Fortunately, they did not operate under that constraint. Your software does not need to either. So, evolution and revolution are both tools that you have available to work with the software organism, and making intelligent decisions regarding the best approach is absolutely critical.
This truly is the trick, then. If the code you are writing actually exhibits an identical phenotype as code that already exists, then you are fundamentally wasting your time. Observe what happens, in the world of natural selection, when two genes exhibit identical phenotypes. The genes that are present in the majority of organisms, no matter how small that majority is, will eventually have a dominant position in the gene pool. By creating new software DNA to exhibit the same phenotype, you are most likely wasting your time because you not only divert resources from creating new functionality, but that code is doomed to obscurity and eventual demise. You lose an opportunity for achieving immortality through your software - and isn't that part of the fun?
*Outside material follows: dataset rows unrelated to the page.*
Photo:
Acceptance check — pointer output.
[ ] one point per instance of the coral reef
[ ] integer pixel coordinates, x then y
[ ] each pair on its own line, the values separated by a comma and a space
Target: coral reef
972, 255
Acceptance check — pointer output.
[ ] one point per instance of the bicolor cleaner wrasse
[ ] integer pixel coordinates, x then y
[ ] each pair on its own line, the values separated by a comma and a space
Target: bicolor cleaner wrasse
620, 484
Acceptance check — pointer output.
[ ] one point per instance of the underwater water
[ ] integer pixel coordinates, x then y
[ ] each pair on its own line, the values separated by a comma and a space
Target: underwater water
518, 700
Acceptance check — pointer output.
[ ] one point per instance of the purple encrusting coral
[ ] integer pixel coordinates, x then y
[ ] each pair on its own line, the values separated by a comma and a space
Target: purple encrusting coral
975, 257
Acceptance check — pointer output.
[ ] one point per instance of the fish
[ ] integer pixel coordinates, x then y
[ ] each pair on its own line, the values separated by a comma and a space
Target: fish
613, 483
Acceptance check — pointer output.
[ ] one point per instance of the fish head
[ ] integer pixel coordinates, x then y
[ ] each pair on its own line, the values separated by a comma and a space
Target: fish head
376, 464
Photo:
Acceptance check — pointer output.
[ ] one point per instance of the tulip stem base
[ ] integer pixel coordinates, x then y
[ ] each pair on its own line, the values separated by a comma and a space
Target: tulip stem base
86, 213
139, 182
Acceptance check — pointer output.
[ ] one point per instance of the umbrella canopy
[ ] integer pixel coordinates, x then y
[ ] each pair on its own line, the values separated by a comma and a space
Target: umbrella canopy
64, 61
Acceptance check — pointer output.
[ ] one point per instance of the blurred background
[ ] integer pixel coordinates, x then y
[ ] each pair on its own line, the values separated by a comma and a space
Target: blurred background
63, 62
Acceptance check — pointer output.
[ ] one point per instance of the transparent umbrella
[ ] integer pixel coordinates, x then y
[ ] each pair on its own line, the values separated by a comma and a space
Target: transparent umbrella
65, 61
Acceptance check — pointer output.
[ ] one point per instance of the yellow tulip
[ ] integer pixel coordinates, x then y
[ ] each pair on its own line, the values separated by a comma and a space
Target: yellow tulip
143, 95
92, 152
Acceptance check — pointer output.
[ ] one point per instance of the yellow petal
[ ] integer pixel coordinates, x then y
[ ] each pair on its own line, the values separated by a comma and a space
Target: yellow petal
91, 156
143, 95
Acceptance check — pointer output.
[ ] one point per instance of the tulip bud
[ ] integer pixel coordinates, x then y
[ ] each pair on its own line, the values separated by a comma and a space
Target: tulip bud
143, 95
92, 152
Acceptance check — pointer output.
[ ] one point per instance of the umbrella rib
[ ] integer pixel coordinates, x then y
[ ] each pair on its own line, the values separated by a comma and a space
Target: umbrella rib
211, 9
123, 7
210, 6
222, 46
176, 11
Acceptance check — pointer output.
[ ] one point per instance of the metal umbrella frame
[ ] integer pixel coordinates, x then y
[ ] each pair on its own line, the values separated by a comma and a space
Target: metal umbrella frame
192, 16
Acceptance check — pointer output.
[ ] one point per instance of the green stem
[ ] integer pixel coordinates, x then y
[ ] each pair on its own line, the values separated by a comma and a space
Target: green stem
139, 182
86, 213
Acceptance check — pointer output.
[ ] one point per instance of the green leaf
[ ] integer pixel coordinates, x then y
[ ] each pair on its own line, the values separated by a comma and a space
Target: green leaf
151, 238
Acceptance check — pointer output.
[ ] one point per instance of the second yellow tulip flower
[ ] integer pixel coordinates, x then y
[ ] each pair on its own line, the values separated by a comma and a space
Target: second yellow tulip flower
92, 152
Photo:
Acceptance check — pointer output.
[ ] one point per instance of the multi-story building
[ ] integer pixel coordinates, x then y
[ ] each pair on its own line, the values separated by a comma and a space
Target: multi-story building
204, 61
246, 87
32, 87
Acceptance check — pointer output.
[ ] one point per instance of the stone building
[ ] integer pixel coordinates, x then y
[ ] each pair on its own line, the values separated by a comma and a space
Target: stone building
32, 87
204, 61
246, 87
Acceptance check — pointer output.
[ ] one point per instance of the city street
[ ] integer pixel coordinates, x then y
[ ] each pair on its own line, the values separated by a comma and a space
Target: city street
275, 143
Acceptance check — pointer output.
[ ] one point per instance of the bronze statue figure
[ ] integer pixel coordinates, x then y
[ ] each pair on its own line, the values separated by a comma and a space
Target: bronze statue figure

Propellers have fundamental limitations that justified the investment in developing jet engines. No matter how carefully the designers worked to evolve the design, they simply could not achieve the results they needed without taking a different approach altogether. Is there a fundamental limitation in the nature of the software you are creating? Can it be evolved and refactored, or should it be completely reengineered? And, if you need to engineer a different solution altogether, you should choose the smallest necessary piece to re-engineer. With the advent of the jet engine, parts of the plane needed to evolve to support the new engine design, but the concept of the plane itself could be evolved, rather than re-developed from scratch.
I continue to be surprised by suggestions that an entire body of code - one which has proven its ability to survive in the software ecosystem, should be completely disposed of and replaced with new, less "buggy" code. I read another treatise on this recently, and I still fail to understand the logic. Why would humans, with the same human imperfection, suddenly start writing completely bug-free code now? Instead, we should evolve this imperfect design.
As an analogy, consider the human eye. If you look at the structure, what you will find is exactly the opposite of what the typical engineer would expect (and, in fact, exactly the opposite of what exists in cephalopods): the light-sensing portion of rods and cones is actually tucked away behind several neuronal layers, as well as the cell's own nucleus.
(The image above taken from wikipedia.org, and has been released to the public domain.)
One consequence of this design is that the light-sensing portion of these cells need to be more sensitive in order to process a smaller amount of light, given that this light is filtered. This design has evolved to compensate for a shortcoming in the original design. It was simply more expensive to replace the existing design than to make this modification, in order to achieve phenotypically similar results.
Another consequence is that these nerves must find their way out of the eye, which entails going through the layer of light-sensitive cells. That leads to a blind spot, and the eye can't compensate much for this on its own. Here, another system entirely - the brain - is the compensating agent. This is important to consider, particularly in large enterprises with existing infrastructure.
When you are faced with designs that are less than perfect, throwing them all away is certainly always an option, and often times it will be the most expensive option. So, when considering your software organism, there is always the potential to evolve that system in such a way to compensate or make irrelevant that design shortcoming. There is additionally the option of using system integration to allow another system to handle the compensation. Of course, if your systems are not designed with integration in mind (which is, of course, a shortcoming that additional evolution can address), then your options are limited.
In every case, considering how to evolve software is a complex decision. Yes, completely beginning again is always an option. Evolving the existing software is another option. Compensating with a connected system is another option. In fact, this analogy (the ability of disparate systems to serve as the point of evolutionary adaption) only begins to scratch the surface of the power of integration.